To our knowledge, WTMS was not used previously in the literature and provided some important information in our study. Utilization of WTMS in more detailed and larger studies are needed to assess its validity and importance better.
The limitations of our study were the small sample size which might result in underestimation of some potentially important risk factors for OM. The lack of reference studies in the literature also shadows our findings’ importance. It is not possible to reach strict conclusions about the association between mucositis and HLA alleles and there is need for larger scale studies in which more homogenous patients and treatment modalities are investigated. In this regard, the small numbers of patients in HLA allele groups may be associated with type II error. We could not determine the effect of MTX on OM or HLA alleles because all but one patient received MTX treatment for GVHD prophylaxis. We think that dental hygiene was not a significant confounder in our study because all patients had dental health management by the same dentist team. However, we did not check if the patients complied with oral self-care measures and this may still be a confounding factor.

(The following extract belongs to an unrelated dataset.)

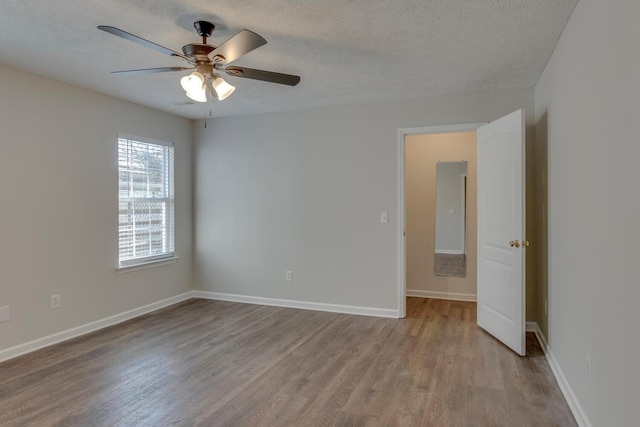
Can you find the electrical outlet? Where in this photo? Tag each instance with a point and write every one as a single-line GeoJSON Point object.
{"type": "Point", "coordinates": [588, 366]}
{"type": "Point", "coordinates": [55, 301]}
{"type": "Point", "coordinates": [5, 314]}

All patients were recommended to cease smoking two months before HSCT. However we do not have data about smoking status of the study population. Thus, we could not assess the influence of smoking on OM in our study.
Furthermore, influence of individual pain threshold, concomitant infections and experience of the observer on assessment of OM grade and lack of features like xerostomia, tastelessness and dysphagia in the WHO scale may have affected accurate assessment of OM. Thus it is hard to make further interpretations.